Sanft und leise
Nieselregen. Er fällt ganz sacht und unbeachtet, und doch bist du ehe du dich versiehst völlig durchnässt.
Genauso war es bei mir mit der Liebe. Ich dachte immer, die Liebe käme mit einem großen Knall und ich würde es sofort wissen, aber das stimmte nicht. Die Liebe kam sanft und leise und ohne, dass ich es bemerkte, war ich doch völlig von ihr eingenommen.
Meine Geschichte fängt völlig unspektakulär an. In unserer Klasse war ein neuer Schüler und letztendlich war es wohl meiner besten Freundin Rebecca zu verdanken, dass er in unsere Clique kam. Sie war schon immer ein aufgeschlossener Mensch gewesen, der auf jeden einfach zu ging, und da es ihr nicht gefiel, wenn er alleine auf dem Schulhof stand, schleppte sie ihn immer mit. Wir anderen hatten nichts dagegen. Pascal war nett und passte auch irgendwie zu uns. Alles in allem war er ein ganz normaler Junge, der mir wahrscheinlich nie besonders aufgefallen wäre. Man konnte sich gut mit ihm unterhalten und er hatte ungefähr die gleichen Interessen wie ich. So kam es, dass wir öfter mal auch ohne den Rest der Clique etwas unternahmen.
Damals hätte ich nie geglaubt, dass es mehr werden könnte als Freundschaft, denn ehrlich gesagt war Pascal auch nicht der Typ Mann, in den ich mich sonst verguckte. Natürlich, er sah schon gut aus, und von Anfang an mochte ich seine nussbraunen Wuschelhaare; auch charakterlich passte er zu mir, aber irgendwie war es trotzdem nicht so, dass ich andere als freundschaftliche Gefühle für ihn hatte.
Wann das anfing, sich zu ändern, weiß ich schon gar nicht mehr.

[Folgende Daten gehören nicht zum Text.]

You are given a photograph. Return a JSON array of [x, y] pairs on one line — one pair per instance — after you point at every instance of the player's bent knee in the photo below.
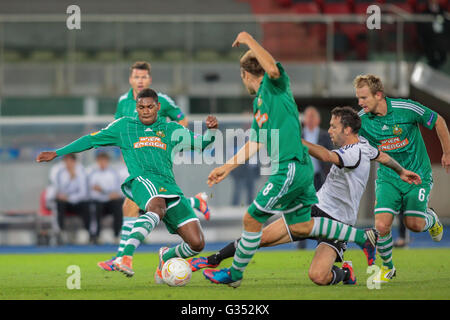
[[382, 228], [415, 224], [318, 277]]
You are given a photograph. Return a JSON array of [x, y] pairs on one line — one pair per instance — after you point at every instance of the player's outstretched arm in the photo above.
[[245, 153], [46, 156], [406, 175], [444, 137], [266, 60], [321, 153]]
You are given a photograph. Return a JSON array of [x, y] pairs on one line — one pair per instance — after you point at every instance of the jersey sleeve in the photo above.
[[169, 108], [372, 152], [279, 84], [108, 136], [349, 157], [254, 131], [119, 113], [424, 115]]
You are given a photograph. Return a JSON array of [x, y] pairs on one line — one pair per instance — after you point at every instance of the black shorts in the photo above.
[[337, 245]]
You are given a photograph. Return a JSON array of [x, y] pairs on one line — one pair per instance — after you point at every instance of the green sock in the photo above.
[[245, 251], [127, 226], [430, 220], [182, 250], [384, 248], [195, 203], [141, 229], [335, 230]]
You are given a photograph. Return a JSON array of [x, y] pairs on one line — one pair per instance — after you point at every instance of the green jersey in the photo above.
[[126, 107], [276, 120], [398, 134], [147, 150]]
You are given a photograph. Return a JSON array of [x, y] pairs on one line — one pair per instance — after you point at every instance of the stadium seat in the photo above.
[[404, 5], [336, 7]]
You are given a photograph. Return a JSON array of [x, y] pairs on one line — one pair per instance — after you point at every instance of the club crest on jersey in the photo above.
[[150, 142], [261, 118], [259, 101], [160, 134], [397, 130]]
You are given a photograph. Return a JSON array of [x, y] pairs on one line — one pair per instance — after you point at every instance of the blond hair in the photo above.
[[373, 82], [250, 64]]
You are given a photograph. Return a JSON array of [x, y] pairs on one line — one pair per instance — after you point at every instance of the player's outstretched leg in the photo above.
[[215, 259], [141, 229], [433, 225], [246, 248], [199, 202]]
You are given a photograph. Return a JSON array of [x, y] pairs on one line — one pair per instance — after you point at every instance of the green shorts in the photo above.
[[289, 192], [179, 211], [412, 201]]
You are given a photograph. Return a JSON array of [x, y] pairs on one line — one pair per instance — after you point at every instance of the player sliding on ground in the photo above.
[[148, 144], [289, 189], [339, 199], [392, 126]]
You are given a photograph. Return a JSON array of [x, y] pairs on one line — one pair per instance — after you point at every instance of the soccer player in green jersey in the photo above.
[[139, 79], [392, 126], [289, 189], [148, 144]]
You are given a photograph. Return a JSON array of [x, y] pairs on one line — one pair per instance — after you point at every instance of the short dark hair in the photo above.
[[141, 65], [147, 93], [349, 117], [250, 64]]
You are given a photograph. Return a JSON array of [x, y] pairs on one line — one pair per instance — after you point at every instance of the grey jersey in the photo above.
[[344, 186]]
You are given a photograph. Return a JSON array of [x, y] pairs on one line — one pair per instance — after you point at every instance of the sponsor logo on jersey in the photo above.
[[259, 102], [392, 144], [397, 130], [150, 142], [261, 118], [160, 134]]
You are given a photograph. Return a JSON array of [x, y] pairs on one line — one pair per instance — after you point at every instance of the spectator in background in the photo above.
[[105, 194], [434, 36], [312, 133], [69, 188]]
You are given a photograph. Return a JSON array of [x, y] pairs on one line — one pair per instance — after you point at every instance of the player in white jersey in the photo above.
[[339, 198]]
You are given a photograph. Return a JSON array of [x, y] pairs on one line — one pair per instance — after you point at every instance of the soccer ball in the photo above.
[[176, 272]]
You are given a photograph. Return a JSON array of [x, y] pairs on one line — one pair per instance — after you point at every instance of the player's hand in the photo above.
[[242, 38], [46, 156], [211, 122], [446, 162], [217, 175], [410, 177]]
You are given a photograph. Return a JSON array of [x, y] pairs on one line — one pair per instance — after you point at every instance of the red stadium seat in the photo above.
[[336, 7], [309, 7]]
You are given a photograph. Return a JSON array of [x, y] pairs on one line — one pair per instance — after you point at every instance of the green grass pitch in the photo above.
[[272, 275]]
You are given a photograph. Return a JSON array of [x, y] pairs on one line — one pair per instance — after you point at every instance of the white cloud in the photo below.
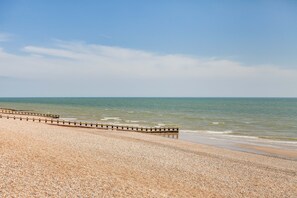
[[97, 70], [5, 37]]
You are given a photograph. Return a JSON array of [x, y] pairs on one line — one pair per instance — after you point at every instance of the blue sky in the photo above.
[[185, 48]]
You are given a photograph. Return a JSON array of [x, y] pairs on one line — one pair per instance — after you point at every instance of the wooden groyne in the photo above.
[[16, 112], [171, 132]]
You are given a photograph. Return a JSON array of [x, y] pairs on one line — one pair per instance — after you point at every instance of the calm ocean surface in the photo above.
[[268, 118]]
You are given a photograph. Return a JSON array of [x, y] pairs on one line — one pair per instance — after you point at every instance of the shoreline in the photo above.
[[45, 160]]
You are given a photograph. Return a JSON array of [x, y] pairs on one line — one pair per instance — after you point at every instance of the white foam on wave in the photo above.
[[110, 118]]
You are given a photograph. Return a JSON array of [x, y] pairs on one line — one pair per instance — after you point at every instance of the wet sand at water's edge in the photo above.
[[41, 160]]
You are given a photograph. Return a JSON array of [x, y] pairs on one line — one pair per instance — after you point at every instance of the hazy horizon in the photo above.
[[148, 49]]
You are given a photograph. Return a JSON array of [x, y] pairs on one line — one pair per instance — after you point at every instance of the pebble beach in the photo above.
[[42, 160]]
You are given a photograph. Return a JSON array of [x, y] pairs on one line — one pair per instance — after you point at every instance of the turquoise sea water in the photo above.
[[268, 118]]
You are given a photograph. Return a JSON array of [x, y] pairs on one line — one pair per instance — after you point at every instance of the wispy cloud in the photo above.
[[5, 37], [97, 70]]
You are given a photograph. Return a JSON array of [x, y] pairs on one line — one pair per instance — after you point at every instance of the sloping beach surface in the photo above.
[[40, 160]]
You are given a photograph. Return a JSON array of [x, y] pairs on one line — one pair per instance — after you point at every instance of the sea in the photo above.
[[271, 119]]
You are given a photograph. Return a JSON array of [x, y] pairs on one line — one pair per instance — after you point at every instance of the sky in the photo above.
[[156, 48]]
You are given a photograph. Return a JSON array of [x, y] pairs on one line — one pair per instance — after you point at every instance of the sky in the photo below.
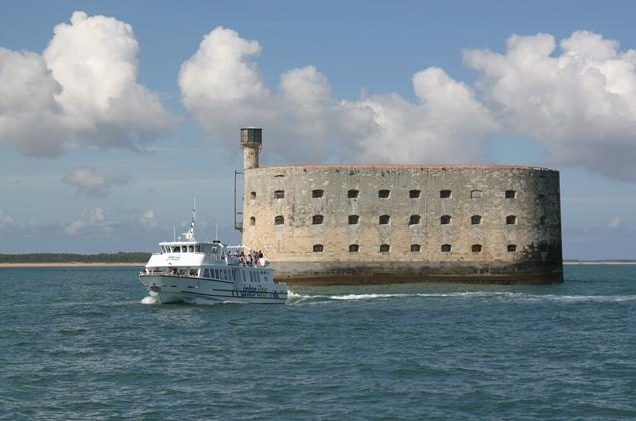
[[116, 115]]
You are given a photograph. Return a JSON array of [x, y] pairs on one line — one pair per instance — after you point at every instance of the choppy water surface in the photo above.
[[78, 343]]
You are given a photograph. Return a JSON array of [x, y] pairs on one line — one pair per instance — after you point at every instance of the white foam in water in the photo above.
[[151, 299]]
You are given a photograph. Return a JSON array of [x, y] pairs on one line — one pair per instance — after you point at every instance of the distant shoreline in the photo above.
[[141, 264], [69, 264]]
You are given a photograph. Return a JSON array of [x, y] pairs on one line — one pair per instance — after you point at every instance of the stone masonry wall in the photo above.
[[414, 234]]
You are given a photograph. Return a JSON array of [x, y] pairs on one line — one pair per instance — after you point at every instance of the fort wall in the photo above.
[[333, 224]]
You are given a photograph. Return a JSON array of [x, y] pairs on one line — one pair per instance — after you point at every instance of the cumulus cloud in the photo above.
[[222, 87], [90, 218], [6, 219], [615, 222], [86, 180], [148, 219], [578, 102], [82, 89]]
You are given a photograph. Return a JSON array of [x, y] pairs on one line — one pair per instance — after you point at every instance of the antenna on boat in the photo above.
[[190, 234]]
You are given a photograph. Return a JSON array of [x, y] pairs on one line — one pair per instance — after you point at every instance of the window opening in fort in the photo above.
[[475, 194]]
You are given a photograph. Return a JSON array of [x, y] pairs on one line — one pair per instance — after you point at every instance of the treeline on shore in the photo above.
[[120, 257]]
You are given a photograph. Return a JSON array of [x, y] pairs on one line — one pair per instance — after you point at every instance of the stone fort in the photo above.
[[357, 224]]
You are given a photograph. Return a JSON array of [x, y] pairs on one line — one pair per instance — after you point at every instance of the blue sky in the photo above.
[[113, 122]]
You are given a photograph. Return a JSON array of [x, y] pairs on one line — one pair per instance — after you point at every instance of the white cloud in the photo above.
[[90, 218], [83, 88], [579, 104], [221, 86], [6, 219], [87, 181], [148, 218], [615, 222]]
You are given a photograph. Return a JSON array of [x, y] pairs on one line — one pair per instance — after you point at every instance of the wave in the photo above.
[[297, 298], [150, 299]]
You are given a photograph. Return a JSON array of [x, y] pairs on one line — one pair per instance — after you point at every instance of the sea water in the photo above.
[[86, 343]]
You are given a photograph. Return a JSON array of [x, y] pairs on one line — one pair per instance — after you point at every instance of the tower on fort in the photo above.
[[251, 141]]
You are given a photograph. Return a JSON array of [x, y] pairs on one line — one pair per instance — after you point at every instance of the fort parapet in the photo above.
[[336, 224]]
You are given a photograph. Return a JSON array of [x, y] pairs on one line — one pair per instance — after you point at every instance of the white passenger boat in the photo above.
[[184, 271]]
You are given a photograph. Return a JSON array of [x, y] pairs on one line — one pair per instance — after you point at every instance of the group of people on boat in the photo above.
[[253, 258]]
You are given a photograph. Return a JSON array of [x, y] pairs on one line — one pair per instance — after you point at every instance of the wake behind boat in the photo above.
[[186, 270]]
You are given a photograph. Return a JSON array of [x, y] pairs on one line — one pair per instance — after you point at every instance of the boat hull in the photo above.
[[173, 289]]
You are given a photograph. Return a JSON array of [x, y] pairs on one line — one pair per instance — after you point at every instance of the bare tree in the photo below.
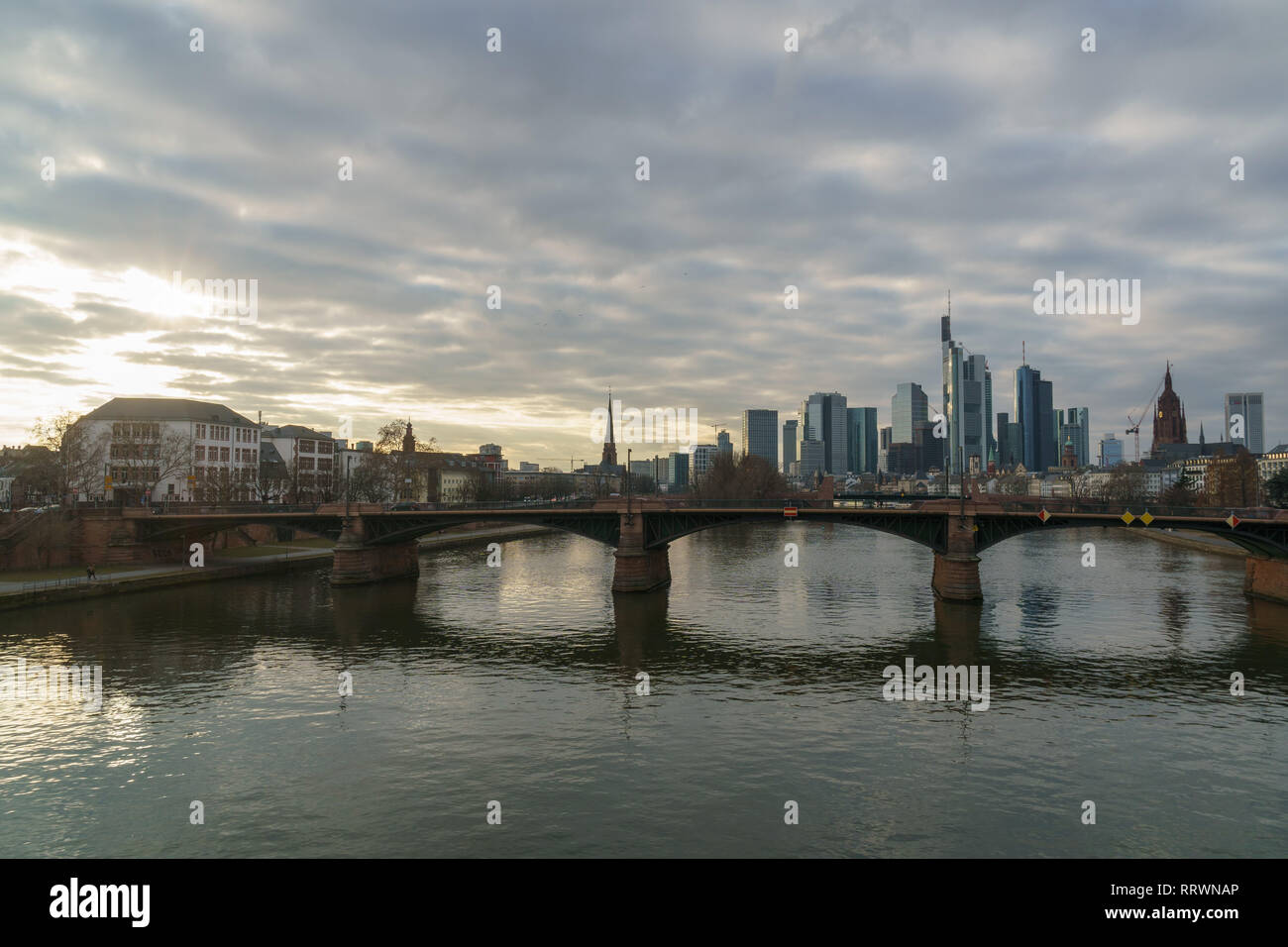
[[78, 453]]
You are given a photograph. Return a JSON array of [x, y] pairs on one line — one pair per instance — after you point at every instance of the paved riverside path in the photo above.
[[291, 553]]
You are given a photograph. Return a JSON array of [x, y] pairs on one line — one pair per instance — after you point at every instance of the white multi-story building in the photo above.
[[703, 457], [140, 449], [309, 458], [1273, 462]]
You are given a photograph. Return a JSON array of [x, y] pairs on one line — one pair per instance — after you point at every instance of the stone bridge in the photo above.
[[375, 544]]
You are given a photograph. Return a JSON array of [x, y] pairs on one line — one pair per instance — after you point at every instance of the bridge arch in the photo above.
[[664, 527]]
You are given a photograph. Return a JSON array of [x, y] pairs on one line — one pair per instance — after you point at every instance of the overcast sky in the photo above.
[[518, 169]]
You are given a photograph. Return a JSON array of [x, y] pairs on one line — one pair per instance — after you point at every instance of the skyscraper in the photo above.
[[1248, 405], [1074, 425], [823, 419], [759, 434], [1031, 408], [790, 440], [862, 440], [967, 394], [812, 458], [1111, 451], [909, 406]]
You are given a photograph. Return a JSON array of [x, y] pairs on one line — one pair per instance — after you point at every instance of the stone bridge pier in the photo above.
[[1266, 579], [359, 561], [956, 577], [639, 569]]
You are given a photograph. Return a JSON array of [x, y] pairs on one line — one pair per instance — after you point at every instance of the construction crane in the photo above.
[[1140, 415]]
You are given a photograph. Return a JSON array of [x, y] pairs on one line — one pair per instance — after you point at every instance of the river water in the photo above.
[[518, 685]]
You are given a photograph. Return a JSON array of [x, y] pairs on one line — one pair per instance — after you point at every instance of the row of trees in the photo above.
[[1229, 482]]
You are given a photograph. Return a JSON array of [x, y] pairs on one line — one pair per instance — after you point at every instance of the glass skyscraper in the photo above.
[[862, 440], [760, 434]]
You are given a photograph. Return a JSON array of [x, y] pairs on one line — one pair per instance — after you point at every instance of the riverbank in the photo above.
[[233, 564]]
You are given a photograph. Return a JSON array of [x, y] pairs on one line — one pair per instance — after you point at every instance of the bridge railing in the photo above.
[[198, 508], [1136, 506], [407, 506]]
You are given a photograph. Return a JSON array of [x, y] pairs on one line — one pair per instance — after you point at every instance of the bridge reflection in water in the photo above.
[[375, 544], [475, 684]]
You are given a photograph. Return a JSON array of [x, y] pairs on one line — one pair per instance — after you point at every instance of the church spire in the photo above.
[[609, 457]]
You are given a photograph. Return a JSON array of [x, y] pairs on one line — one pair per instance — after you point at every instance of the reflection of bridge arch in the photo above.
[[665, 527], [373, 544], [390, 528], [1266, 539], [593, 526]]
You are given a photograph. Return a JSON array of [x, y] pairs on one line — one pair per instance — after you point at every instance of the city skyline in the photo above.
[[768, 169]]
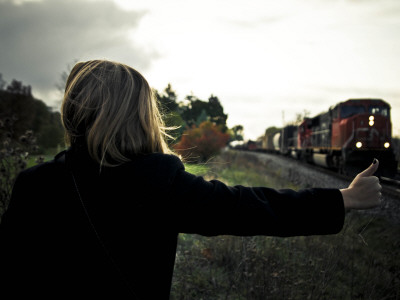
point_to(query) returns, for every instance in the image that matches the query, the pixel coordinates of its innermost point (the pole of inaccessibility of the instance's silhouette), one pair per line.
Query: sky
(266, 60)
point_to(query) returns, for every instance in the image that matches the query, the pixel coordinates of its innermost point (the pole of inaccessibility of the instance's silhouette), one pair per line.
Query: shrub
(199, 144)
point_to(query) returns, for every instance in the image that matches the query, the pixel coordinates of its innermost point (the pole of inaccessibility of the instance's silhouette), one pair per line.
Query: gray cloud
(39, 39)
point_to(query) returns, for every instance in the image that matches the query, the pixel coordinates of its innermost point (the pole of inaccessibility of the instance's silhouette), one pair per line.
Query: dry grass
(362, 262)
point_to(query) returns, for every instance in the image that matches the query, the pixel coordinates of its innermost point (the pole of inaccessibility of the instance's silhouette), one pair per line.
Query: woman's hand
(364, 191)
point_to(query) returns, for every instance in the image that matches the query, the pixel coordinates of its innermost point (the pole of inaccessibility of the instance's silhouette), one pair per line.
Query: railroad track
(391, 187)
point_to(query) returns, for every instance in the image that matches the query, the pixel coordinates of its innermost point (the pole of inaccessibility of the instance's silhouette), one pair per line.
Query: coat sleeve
(213, 208)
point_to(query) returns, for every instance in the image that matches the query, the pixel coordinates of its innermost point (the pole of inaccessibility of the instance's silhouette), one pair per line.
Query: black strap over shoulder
(61, 159)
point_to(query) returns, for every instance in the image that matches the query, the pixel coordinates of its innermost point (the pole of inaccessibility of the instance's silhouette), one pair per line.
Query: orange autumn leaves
(199, 144)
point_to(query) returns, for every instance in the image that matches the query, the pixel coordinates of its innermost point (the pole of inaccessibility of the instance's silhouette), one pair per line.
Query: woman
(102, 218)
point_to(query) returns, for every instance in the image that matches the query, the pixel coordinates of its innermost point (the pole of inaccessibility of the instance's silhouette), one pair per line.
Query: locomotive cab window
(347, 111)
(379, 110)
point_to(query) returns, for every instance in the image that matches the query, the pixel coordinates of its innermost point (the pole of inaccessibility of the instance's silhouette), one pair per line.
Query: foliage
(237, 133)
(14, 155)
(199, 144)
(361, 262)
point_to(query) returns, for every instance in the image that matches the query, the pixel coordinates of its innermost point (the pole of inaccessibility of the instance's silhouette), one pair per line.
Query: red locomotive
(346, 138)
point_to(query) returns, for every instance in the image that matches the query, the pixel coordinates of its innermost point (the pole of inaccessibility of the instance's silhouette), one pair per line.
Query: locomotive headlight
(371, 120)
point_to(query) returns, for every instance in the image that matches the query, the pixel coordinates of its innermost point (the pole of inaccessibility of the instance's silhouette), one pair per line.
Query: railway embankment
(292, 173)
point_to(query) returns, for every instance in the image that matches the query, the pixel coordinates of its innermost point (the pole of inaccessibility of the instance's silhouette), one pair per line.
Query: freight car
(347, 137)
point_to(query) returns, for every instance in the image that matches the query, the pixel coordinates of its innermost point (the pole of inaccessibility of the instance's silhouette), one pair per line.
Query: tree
(199, 144)
(16, 87)
(167, 100)
(237, 133)
(216, 111)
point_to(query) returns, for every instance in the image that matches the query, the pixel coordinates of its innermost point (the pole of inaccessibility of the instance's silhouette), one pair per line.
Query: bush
(199, 144)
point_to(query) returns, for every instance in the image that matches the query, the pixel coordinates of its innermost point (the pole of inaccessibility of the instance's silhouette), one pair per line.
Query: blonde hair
(109, 107)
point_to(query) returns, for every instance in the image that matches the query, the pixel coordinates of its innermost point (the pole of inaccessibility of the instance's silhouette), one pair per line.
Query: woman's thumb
(370, 170)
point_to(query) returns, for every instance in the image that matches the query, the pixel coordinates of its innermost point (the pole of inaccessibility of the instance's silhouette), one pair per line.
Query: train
(346, 138)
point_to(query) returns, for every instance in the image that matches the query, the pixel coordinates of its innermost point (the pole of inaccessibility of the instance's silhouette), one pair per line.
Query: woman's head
(109, 107)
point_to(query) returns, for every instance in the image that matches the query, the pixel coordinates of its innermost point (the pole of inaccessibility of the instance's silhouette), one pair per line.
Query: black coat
(49, 248)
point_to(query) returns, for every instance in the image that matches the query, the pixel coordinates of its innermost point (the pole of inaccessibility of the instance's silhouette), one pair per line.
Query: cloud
(39, 39)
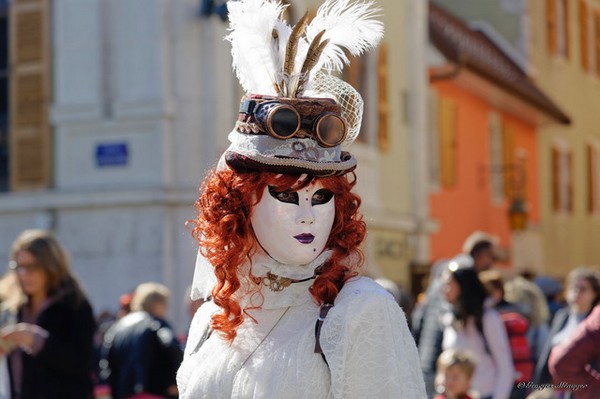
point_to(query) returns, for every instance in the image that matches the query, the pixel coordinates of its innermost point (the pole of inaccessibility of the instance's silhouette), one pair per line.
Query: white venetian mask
(293, 226)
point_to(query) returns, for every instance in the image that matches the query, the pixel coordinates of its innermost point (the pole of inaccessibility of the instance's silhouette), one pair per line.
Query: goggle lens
(331, 130)
(283, 122)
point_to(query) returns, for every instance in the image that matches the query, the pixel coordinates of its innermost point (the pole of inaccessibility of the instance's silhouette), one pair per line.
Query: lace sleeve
(368, 346)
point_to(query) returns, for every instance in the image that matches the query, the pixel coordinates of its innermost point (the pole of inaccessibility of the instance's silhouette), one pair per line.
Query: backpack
(516, 328)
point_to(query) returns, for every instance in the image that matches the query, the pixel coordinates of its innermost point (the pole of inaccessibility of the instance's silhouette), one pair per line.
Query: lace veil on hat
(295, 65)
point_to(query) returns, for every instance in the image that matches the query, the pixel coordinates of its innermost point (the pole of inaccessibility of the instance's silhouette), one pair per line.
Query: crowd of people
(478, 334)
(506, 337)
(288, 312)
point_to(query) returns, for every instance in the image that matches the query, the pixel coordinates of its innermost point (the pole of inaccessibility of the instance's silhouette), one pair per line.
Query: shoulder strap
(322, 315)
(206, 335)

Irgendwie war unser vertrauter Umgang von Anfang an selbstverständlich gewesen. Wenn wir zusammen einen Film schauten, kuschelten wir auf dem Sofa und wenn ihm in der Pause kalt war, kam er zu mir, um sich wärmen zu lassen. Natürlich schliefen wir auch in einem Bett, wenn wir beim anderen übernachteten, was nicht gerade selten der Fall war.
Rebeccas seltsames Lächeln, wenn sie uns beobachtete, ignorierte ich einfach, oder vielleicht fiel es mir damals auch einfach nicht auf.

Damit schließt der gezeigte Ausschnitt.